Is a correctional facility where inmates (but not employees) openly display sexually suggestive materials in violation of the facility’s policies a hostile work environment for a correctional officer?   No, according to a November 20, 2013 ruling by the Eastern District of California.  Daniels v. Cal. Dep’t of Corr. & Rehab., No. 2:10-cv-00003-MCE-AC (E.D. Cal. Nov. 20, 2013).

The plaintiff in the lawsuit, Maria Aguilar, worked for the California Department of Corrections and Rehabilitation (CDCR) as a housing officer in an all-male correctional facility.  It was the facility’s policy to ban all sexually explicit material (i.e., pornography), while permitting sexually suggestive materials such as swimsuit and lingerie photographs as long as inmates did not openly display them (No Rita Hayworth posters on the walls for Andy Dufresne in this prison).  Inmates who failed to remove materials found to be in violation of the policy were written up and subject to potential discipline.

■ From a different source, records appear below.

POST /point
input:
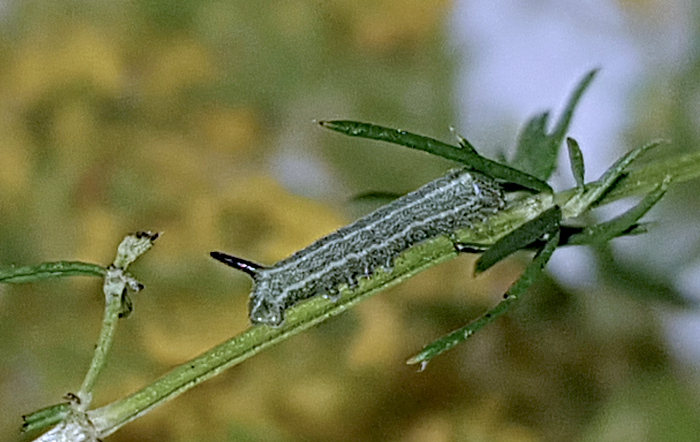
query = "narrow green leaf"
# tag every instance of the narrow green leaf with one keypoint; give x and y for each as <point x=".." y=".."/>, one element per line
<point x="581" y="202"/>
<point x="519" y="239"/>
<point x="577" y="166"/>
<point x="537" y="150"/>
<point x="50" y="270"/>
<point x="466" y="156"/>
<point x="516" y="291"/>
<point x="604" y="232"/>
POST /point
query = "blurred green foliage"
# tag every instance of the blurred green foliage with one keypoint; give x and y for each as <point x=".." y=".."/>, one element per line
<point x="170" y="115"/>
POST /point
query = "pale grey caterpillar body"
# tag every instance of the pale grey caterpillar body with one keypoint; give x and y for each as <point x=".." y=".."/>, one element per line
<point x="455" y="201"/>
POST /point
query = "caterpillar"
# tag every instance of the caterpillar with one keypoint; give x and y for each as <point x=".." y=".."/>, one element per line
<point x="455" y="201"/>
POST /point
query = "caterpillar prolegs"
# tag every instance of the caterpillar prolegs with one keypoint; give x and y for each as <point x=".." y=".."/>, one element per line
<point x="455" y="201"/>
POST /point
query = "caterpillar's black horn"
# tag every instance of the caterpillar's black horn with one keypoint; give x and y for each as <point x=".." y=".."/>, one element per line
<point x="243" y="265"/>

Ms. Aguilar identified six incidents between 2007 and 2011 – all of which occurred in 2008 – where inmates had openly displayed sexually suggestive materials and received a verbal reprimand.  Of those six, only two had carried on to the point where Aguilar reported them to her supervisors.  Significantly, there were no allegations that her supervisors ridiculed or failed to take seriously her reports of misconduct, or that she observed other correctional officers failing to enforce the policies.

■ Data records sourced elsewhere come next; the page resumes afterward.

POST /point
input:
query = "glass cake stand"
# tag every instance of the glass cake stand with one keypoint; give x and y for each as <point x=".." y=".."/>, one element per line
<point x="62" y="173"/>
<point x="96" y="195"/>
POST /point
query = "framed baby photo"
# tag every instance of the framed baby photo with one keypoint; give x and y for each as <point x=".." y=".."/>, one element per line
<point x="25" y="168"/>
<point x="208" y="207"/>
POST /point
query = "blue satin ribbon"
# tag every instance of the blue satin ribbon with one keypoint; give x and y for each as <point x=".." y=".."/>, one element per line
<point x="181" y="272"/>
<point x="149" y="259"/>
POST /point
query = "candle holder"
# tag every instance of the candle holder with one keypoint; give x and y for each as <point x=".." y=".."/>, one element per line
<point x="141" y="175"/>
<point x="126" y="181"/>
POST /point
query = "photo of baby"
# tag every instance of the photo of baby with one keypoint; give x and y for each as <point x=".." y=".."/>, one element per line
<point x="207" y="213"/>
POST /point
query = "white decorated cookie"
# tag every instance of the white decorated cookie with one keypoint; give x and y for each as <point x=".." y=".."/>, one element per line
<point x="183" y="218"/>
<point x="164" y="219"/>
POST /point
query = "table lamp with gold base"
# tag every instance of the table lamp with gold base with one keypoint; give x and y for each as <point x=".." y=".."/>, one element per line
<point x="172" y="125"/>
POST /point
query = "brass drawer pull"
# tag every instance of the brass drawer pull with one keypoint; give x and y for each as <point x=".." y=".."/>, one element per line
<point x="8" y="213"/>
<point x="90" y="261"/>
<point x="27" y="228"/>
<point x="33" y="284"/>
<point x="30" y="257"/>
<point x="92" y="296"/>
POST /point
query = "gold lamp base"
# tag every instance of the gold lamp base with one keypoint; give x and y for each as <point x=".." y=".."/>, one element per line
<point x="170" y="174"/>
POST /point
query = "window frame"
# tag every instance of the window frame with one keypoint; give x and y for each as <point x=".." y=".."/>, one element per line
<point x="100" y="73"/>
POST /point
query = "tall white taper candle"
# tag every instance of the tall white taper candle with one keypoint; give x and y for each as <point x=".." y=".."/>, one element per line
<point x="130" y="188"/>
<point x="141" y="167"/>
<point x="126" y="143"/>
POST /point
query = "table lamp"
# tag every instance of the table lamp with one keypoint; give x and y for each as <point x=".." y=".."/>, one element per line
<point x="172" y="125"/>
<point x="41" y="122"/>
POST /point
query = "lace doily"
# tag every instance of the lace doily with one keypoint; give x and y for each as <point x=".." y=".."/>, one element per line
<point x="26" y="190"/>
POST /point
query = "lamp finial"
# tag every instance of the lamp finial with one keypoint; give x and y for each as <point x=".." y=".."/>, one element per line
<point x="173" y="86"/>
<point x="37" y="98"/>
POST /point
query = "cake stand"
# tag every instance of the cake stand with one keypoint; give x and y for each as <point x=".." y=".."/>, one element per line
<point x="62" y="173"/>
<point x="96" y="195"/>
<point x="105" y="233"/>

Ruling in favor of the CDCR, the Daniels Court found that merely exposing Aguilar to sexually suggestive materials was not severe or pervasive enough to rise to the level of a hostile work environment.  The court emphasized the fact that what constitutes severe or pervasive misconduct is specific to the context in which such conduct occurs – a prison setting is very different from, say, a law office.  Thus, as a correctional officer, Ms. Aguilar and others “accepted the probability that they will face inappropriate and socially deviant behavior.”  Viewed in that light, the conduct was not nearly as “severe or pervasive,” according to the court, as a situation where inmates frequently exposed themselves and engaged in sexual acts in front of officers.  Additionally, the court ruled, even if there had been severe or pervasive sexual misconduct, the CDCR would not be liable based on the appropriate corrective action it took in response.  As the Court noted, “liability for inmate sexual harassment depends not on the prisoners’ conduct but instead on the correctional facility’s response to inmate behavior.”  (Emphasis added).  Ms. Aguilar herself admitted both that all of her complaints were taken seriously by supervisors and that she was not harassed by coworkers or supervisors for making those complaints.

This case emphasizes two significant points for employers to keep in mind.  First, the severity or pervasiveness of sexual (mis)conduct must be viewed in the context of the specific work environment.  Second, it is simultaneously important and beneficial for employers both to have internal policies in place and to enforce those policies when potentially discriminatory situations arise.  In the sexual harassment context, especially, Title VII holds employers to a standard of due diligence, rather than one of perfection.